The FBI has found no evidence that anyone in the United States other than the 19 hijackers knew of the Sept. 11 plot ahead of time, Director Robert S. Mueller III told the congressional inquiry into the attacks.

The public release of his comments Thursday came as top CIA and FBI counterterrorism officials defended their agencies to lawmakers.

After Sept. 11, authorities rounded up hundreds of people nationwide on suspicion of links to al-Qaida, terrorism or the attacks.

“To this day we have found no one in the United States except the actual hijackers who knew of the plot and we have found nothing they did while in the United States that triggered a specific response about them,” Mueller said in testimony given in secret in June.

While that might seem to indicate that Zacarias Moussaoui was unaware of the attacks, Mueller prefaced his statement with the caveat that none of his comments were meant to include Moussaoui. The French-Morrocan man was arrested in Minnesota a few weeks before Sept. 11 and is now charged with conspiracy in the attacks.

Pakistan

Taliban fugitives threaten attacks on U.S. soldiers

Taliban fugitives and Afghan fighters loyal to a former foe have allied and are getting arms and money from al-Qaida and Iran for planned suicide attacks on American troops in Afghanistan, one of their leaders says.
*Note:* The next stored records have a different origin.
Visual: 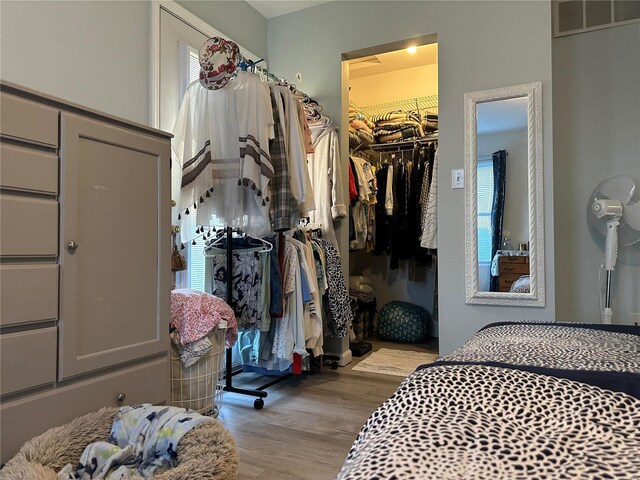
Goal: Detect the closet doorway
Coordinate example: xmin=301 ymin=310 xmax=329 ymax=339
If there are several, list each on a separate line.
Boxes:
xmin=343 ymin=36 xmax=438 ymax=369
The new alliance is said to be based in eastern Afghanistan and involves men led by several former high Taliban officials and fighters of Hezb-e-Islami, a group headed by former Afghan Prime Minister Gulbuddin Hekmatyar.

Hekmatyar’s force was one of the U.S.-aided guerrilla armies that fought the Soviets in the 1980s. He fled to Iran in 1996 after his group was defeated by the Taliban, but he has recently been seeking to incite a “holy war” against American forces in Afghanistan.

The new alliance is known as Lashkar Fedayan-e-Islami, or the Islamic Martyrs Brigade, a Hekmatyar military commander, Salauddin Safi, told The Associated Press at a secret meeting Wednesday.

The threat comes against a backdrop of unsolved bombings in Afghan cities, and there already have been sporadic attacks on U.S. military posts as well as on American troops patrolling the countryside.

Georgia

School district allows instruction of creationism

The board of Georgia’s second-largest school district voted Thursday to give teachers permission to introduce students to varying views about the origin of life, including creationism.

The proposal, approved unanimously by the Cobb County school board, says the district believes “discussion of disputed views of academic subjects is a necessary element of providing a balanced education, including the study of the origin of species.”

Opponents said it was a back-door way to bring religion into the classroom.

The theory of evolution, accepted by nearly all scientists, says evidence shows life developed from earlier forms through slight variations over time and that natural selection determines which species survive. Creationism credits the origin of species to God.